Patients are often unaware if their local service is in crisis because most trusts do not publish performance reports. NHS Bristol said last week that a report on the quality of its out-of-hours GPs’ service was “confidential” and “commercially sensitive”.

Most round-the-clock services struggle to fill shifts with local GPs. Instead they use doctors from other parts of the country or foreign GPs who fly in for their shifts. A parliamentary debate was told last week of a case in Cornwall in which a patient had been confronted with a foreign doctor who used “an electronic word converter” to communicate. Other patients have complained of waiting eight hours for a doctor to arrive.

There have also been complaints that out-of-hours GPs do not have access to patient notes and sometimes fail to diagnose serious conditions.
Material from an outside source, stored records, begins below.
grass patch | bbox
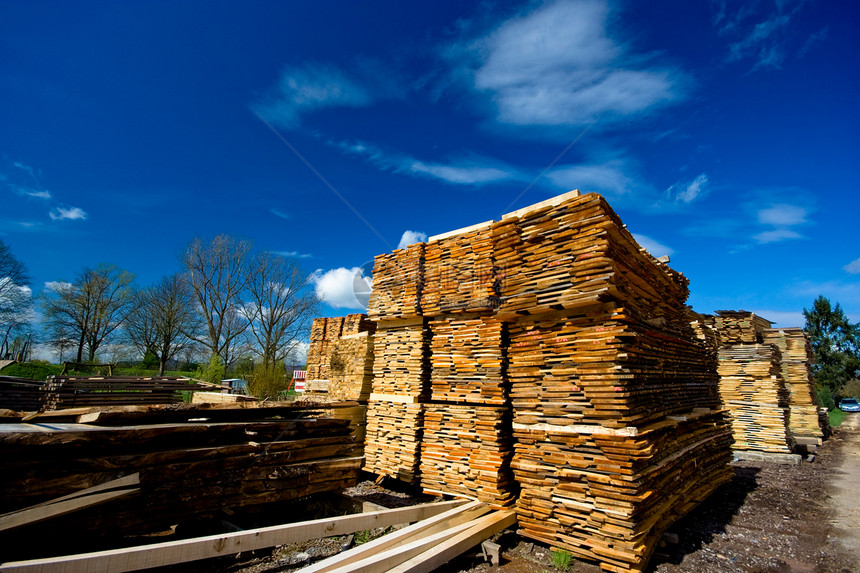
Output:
[551,549,573,571]
[0,362,63,381]
[827,408,848,428]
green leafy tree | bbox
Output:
[803,296,860,394]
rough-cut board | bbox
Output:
[0,501,463,573]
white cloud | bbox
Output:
[45,281,72,292]
[48,207,87,221]
[714,1,818,70]
[842,259,860,275]
[404,161,513,185]
[666,173,708,203]
[758,204,807,227]
[397,231,427,249]
[464,0,684,126]
[251,64,373,128]
[310,267,369,309]
[633,233,675,257]
[753,229,803,243]
[546,160,639,199]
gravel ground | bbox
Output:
[165,415,860,573]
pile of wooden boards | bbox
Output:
[0,376,47,411]
[763,328,824,443]
[366,192,732,571]
[0,403,361,558]
[44,376,210,410]
[705,310,793,454]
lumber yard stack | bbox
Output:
[44,376,210,410]
[495,194,731,571]
[713,310,793,454]
[420,222,518,508]
[305,314,376,401]
[367,192,732,571]
[0,403,361,559]
[763,328,824,443]
[364,243,430,483]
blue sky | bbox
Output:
[0,0,860,326]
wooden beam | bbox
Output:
[302,501,490,573]
[0,500,463,573]
[388,511,517,573]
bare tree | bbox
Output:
[0,240,32,356]
[182,235,251,367]
[245,252,319,367]
[41,264,134,362]
[124,275,200,376]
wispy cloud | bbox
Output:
[328,136,525,185]
[666,173,708,204]
[714,1,808,70]
[251,64,373,128]
[401,160,513,185]
[270,251,313,259]
[633,233,675,257]
[48,207,87,221]
[546,159,642,201]
[45,281,72,292]
[397,231,427,249]
[758,203,807,227]
[842,259,860,275]
[310,267,370,309]
[456,0,687,126]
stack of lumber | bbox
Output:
[45,376,209,410]
[718,344,792,453]
[430,315,508,405]
[364,318,430,483]
[328,331,373,402]
[305,314,374,401]
[713,310,772,344]
[0,404,361,557]
[0,376,47,411]
[493,192,689,328]
[367,243,425,322]
[513,409,732,572]
[421,404,517,508]
[764,328,823,439]
[422,222,499,316]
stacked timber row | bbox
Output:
[494,194,731,571]
[0,403,361,559]
[764,328,824,443]
[713,310,793,453]
[367,192,732,571]
[305,314,375,401]
[421,222,518,508]
[364,243,430,483]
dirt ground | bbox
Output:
[171,414,860,573]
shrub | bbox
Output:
[247,363,290,400]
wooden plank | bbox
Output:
[0,488,140,531]
[0,500,464,573]
[388,511,517,573]
[302,501,490,573]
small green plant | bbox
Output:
[827,408,848,428]
[551,549,573,571]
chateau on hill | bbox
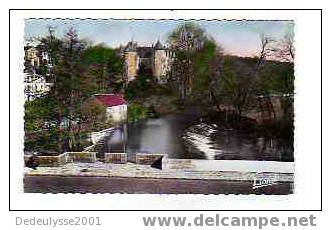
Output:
[123,41,174,83]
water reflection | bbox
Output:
[95,113,293,161]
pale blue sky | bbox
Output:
[25,19,294,56]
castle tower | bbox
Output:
[153,40,170,83]
[124,41,138,82]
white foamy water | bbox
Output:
[183,123,222,160]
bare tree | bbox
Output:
[271,33,295,62]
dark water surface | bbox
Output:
[100,108,293,161]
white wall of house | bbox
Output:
[106,104,128,122]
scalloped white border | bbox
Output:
[9,10,321,210]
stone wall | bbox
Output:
[105,153,127,164]
[136,153,166,165]
[24,152,97,167]
[67,152,97,163]
[24,153,71,167]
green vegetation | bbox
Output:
[24,28,123,152]
[24,23,294,152]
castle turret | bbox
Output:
[153,40,170,83]
[124,41,138,82]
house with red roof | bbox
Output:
[94,94,128,122]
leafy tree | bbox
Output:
[168,23,207,101]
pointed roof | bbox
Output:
[124,41,137,52]
[94,94,127,107]
[154,40,164,50]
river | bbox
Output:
[94,108,293,161]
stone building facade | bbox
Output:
[123,41,173,83]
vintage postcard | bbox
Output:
[9,10,322,210]
[22,18,295,195]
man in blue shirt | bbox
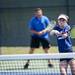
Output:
[51,14,75,75]
[24,8,53,68]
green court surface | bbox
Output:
[0,46,75,75]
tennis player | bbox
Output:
[24,8,53,69]
[54,14,75,75]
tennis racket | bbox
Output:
[45,20,56,31]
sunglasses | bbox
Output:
[58,18,66,22]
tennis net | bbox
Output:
[0,53,75,75]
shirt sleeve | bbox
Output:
[64,25,71,32]
[45,17,50,25]
[28,19,34,30]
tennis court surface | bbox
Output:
[0,53,75,75]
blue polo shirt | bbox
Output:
[29,16,50,38]
[54,24,72,52]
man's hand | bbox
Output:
[31,30,44,36]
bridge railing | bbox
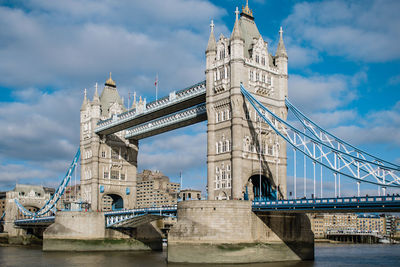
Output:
[95,81,206,132]
[125,104,207,139]
[252,196,400,210]
[104,205,177,227]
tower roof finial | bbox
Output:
[276,26,287,57]
[235,7,239,20]
[105,72,117,87]
[206,20,217,53]
[242,0,253,18]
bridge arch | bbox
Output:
[245,174,277,200]
[101,193,124,211]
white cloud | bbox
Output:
[0,0,226,94]
[284,0,400,62]
[287,41,321,69]
[332,102,400,146]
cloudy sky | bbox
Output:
[0,0,400,199]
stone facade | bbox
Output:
[137,170,180,208]
[43,211,162,251]
[178,189,201,201]
[168,200,314,264]
[80,75,138,210]
[206,6,288,200]
[4,184,54,240]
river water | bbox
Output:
[0,244,400,267]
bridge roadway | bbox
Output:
[252,196,400,213]
[95,81,206,135]
[14,196,400,228]
[125,103,207,140]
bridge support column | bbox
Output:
[168,200,314,264]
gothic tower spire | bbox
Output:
[276,27,287,57]
[206,20,217,53]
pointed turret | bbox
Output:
[206,20,217,53]
[231,7,243,40]
[92,83,100,105]
[276,27,287,57]
[81,88,88,110]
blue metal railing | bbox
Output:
[252,196,400,211]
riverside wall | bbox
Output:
[43,211,162,251]
[168,200,314,263]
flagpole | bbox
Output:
[156,73,158,101]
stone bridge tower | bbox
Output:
[80,73,138,211]
[206,4,288,200]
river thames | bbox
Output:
[0,244,400,267]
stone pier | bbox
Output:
[43,211,162,251]
[168,200,314,263]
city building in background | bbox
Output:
[136,170,180,208]
[309,213,400,239]
[178,189,201,201]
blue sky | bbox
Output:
[0,0,400,197]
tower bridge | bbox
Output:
[3,3,400,263]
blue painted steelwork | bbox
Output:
[241,85,400,188]
[285,98,400,170]
[15,149,81,218]
[104,206,177,228]
[252,196,400,212]
[14,216,55,226]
In one case, a doctor working as a duty GP in West Yorkshire was suspended from the General Medical Council register after he failed to examine an elderly patient properly. She died the next day.

Dr Krzysztof Robak, 62, commuted more than 175 miles from Surrey, where he worked for a diet clinic, to his Yorkshire employer, Local Care Direct. When he visited the 86-year-old patient, he failed to check her blood pressure or take her temperature and did not consider her seriously ill.

Local Care Direct, a non profit organisation which provides out-of-hours care services for 2.5m people in Yorkshire, said it had vetted Robak rigorously before employing him.

It said it did not consider that he had contributed to the patient’s death in July 2007, but it had raised concerns about his conduct.